Analysis: BENEDICT TEMBO
IT TAKES a humble commander to request the local authority to come to its aid and deal with people threatening its territory.
Ordinarily, the army should have deployed its tanks and personnel to remove civilians encroaching on its parcel of land in the Chalala area of Lusaka.
Instead, the new Zambia Army commander has been diplomatic and requested an audience with Lusaka Mayor Miles Sampa over a glass of wine.
And before he got carried away, Lieutenant General William Sikazwe told Mr Sampa that an area proposed for a barrack in the Chalala area had been threatened with encroachment on several occasions and continue to be threatened.

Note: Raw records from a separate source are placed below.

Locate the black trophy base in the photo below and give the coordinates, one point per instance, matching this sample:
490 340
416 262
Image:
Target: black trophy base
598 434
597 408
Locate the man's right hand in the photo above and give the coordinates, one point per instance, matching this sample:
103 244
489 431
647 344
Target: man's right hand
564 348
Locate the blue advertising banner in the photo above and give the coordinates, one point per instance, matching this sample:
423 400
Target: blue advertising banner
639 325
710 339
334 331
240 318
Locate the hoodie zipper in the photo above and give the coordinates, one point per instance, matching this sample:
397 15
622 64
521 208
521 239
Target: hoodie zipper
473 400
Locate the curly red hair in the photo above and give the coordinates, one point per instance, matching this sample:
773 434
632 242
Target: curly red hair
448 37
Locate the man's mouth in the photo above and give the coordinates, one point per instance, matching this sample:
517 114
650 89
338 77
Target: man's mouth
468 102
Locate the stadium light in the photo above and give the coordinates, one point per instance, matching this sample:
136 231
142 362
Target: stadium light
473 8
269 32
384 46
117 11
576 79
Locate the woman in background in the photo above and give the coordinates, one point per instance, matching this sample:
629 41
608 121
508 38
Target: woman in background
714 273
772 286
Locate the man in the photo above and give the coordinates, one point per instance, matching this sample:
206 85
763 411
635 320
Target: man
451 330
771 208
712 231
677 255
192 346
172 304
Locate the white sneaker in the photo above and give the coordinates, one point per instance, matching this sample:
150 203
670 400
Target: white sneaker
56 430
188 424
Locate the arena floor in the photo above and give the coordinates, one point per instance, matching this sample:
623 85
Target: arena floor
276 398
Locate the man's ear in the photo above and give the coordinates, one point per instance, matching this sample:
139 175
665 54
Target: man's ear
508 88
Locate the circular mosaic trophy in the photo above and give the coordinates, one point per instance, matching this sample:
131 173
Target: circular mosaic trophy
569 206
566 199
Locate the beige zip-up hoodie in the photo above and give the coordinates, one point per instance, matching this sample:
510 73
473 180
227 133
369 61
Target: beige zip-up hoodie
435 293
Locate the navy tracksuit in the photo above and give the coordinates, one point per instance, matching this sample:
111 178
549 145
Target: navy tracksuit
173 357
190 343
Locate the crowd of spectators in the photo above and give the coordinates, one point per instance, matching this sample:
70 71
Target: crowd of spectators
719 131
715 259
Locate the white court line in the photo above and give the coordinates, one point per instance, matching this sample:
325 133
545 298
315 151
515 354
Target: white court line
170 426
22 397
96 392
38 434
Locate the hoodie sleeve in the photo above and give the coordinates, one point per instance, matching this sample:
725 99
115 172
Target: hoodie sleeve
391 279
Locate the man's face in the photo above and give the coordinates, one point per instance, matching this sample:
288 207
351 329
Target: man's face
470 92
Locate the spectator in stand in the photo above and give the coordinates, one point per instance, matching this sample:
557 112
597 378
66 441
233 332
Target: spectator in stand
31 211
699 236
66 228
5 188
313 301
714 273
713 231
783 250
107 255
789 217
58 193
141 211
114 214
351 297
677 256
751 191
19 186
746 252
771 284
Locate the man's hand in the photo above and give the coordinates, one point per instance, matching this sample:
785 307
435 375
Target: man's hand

The land is approximately 222 hectares.
It takes a lot of courage by some citizens to dare the military by threatening encroachment.
This is so because the country has tolerated lawlessness.
Land ownership, especially encroachment, is becoming increasingly worrisome. Not just because land is more than just an economic asset or factor of production but encroachment borders on greed, ignorance and criminality.
This has contributed to speculation on land prices, increased rentals, landlessness and, to some extent, missed development opportunities.
We have read several stories of people taking over land – residential plots, farms, places of worship, including industrial areas – with impunity.
Land issues are getting contentious and increasingly so as a result of the growing population.
As a result, the demand for land is ever increasing, prompting unscrupulous people to cash in on the same.
A few years ago, some Lusaka residents found themselves displaced when the Catholic church displaced them from its piece of land in Ng’ombe township.
The 702 families who had lived for over 10 years in Ng’ombe on land owned by the Roman Catholic Church were displaced overnight.
When the displacement occurred, Government gave 420 families plots out of the 700 families near the Independence Stadium.
The majority of the camp population were initially accommodated in tents.
The impacts of land encroachment has sometimes led to loss of life and property.
A land owner in Kanyama resorted to defending himself by shooting an encroacher who, along with his friends, has been coercing the owner to sub-divide the land.
Following the shooting, police moved in to provide the family security.
The Ministry of Home Affairs demolished about 200 houses near Konzani Gardens after the encroachers defied notices to vacate.
The Ministry had given notices twice asking people to remove materials.
In one of the biggest operations, 200 houses were demolished overnight. That is how the matter was settled.
Part of the land belonging to Zambia Army at Star Cottage was encroached. Some houses were demolished to show encroachers who was in charge.
Currently, some people masquerading as cadres are busy selling land in Mwembeshi from as little as K2,000.
People who are buying risk losing their money and building materials as well if they succumb to offers of land by non-land agents.
Land grabbing by people, especially those camouflaged as party cadres, has unfortunately continued.
Unfortunately, authorities are looking in the opposite direction and probably waiting to benefit from the looting of land.
In fact, the current land grabbing mimics the scramble for Africa. Now, it is the scramble for Zambia given the contest for ownership of land by the Ministry of Lands, the local authorities, political party cadres and by extension some real estate developers.
Fortunately for Lt. Gen. Sikazwe, he has politely informed the mayor of the greater city of Lusaka, who was expected to pass on the message to the legal department and councillors.
The army commander will not be held responsible should the Lusaka City Council fail to trace the encroachers.
Demolishing may be the only sure way of locating the encroachers who may in turn reveal names of those who offered them land on army land.
For now the contractor has already moved on site to commence construction of Buffalo Park Barracks.
Going forward, the Ministry of Lands is drafting the new National Land Policy, which is expected to address stakeholders’ concerns, especially encroachment.
Will it address the role of cadres?
The author is editorials editor at the Zambia Daily Mail.